Huynh was sentenced Wednesday to 26 years to life in prison at Los Angeles County Superior Court in Long Beach.

“I don’t think it was in the heat of passion of the breakup,” Klein said. “It seemed to me based on everything he did before and after (the killing). He’d made up his mind, he was never going to let her break up with him.”

The pair were alone in her room when Yi told Huynh she was breaking up with him. Using her belt, Huynh strangled her, stuffed her panties in her mouth and shoved her body into a small bedroom closet.

Yi’s body would remain there for two days until her roommate discovered it while looking for clues to her whereabouts. The woman ran out of the room screaming and called Yi’s parents. The couple had to pull their daughter’s body out of the closet because it was so tightly lodged in there.

After killing her, Huynh used Yi’s cell phone to call the roommate, telling her that Yi had left the apartment angry and he couldn’t find her.

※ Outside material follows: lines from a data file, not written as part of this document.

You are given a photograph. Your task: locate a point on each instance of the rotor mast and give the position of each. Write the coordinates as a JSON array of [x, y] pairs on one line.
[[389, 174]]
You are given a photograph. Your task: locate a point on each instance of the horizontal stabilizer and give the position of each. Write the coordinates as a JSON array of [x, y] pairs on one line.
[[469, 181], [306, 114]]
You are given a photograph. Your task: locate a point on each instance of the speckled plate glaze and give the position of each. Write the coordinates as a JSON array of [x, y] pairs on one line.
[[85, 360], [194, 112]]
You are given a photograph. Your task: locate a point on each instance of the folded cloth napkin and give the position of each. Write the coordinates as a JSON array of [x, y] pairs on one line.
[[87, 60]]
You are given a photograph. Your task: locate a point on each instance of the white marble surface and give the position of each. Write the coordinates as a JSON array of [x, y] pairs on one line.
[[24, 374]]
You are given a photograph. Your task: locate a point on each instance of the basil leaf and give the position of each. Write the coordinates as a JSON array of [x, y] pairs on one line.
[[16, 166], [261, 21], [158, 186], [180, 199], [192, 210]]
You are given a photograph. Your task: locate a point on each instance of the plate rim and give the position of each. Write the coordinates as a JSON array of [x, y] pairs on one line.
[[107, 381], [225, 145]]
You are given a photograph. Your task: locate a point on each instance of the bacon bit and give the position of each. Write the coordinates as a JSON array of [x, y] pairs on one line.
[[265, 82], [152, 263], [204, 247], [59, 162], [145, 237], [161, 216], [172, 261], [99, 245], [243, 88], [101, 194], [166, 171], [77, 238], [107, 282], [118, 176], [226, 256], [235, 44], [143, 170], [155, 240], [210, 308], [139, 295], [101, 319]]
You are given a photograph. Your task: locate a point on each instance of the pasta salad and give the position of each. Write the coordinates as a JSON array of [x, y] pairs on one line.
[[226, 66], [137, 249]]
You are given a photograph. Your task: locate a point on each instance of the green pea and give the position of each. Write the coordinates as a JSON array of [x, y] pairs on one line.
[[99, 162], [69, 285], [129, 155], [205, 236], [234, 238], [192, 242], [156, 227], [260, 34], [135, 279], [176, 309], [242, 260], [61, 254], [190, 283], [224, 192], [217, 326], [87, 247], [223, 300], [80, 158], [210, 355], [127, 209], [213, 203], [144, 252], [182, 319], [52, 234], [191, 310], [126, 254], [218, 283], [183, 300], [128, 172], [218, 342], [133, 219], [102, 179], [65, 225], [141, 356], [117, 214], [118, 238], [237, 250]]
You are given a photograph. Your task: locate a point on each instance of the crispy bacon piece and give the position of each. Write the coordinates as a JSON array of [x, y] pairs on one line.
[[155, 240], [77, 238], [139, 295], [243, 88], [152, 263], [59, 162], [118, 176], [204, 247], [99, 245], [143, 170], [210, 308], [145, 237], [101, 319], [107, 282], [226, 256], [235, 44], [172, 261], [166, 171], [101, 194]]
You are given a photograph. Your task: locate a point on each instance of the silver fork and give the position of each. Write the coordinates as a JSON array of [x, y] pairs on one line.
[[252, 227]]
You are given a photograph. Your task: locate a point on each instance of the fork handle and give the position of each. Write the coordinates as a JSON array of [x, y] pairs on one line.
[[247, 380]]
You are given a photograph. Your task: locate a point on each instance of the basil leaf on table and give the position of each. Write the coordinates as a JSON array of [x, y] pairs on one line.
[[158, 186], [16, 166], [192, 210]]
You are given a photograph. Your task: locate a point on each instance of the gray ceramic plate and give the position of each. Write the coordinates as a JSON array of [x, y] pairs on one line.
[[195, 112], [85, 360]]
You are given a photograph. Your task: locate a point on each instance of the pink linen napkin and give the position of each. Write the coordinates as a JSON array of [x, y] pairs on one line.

Prosecutors said that in the days following the killing Huynh went about his life as if nothing had happened, posting things on Facebook, shopping and playing computer games at The Block in Orange. In fact, he was arrested there the day after the body was found.

At one point during the trial Huynh testified in his own defense. Klein said that he laughed on the stand, and media reported that he giggled and smiled during his sentencing.

“I think he shed some tears,” Klein said. “The tears seemed to be primarly because he was sad he got caught.”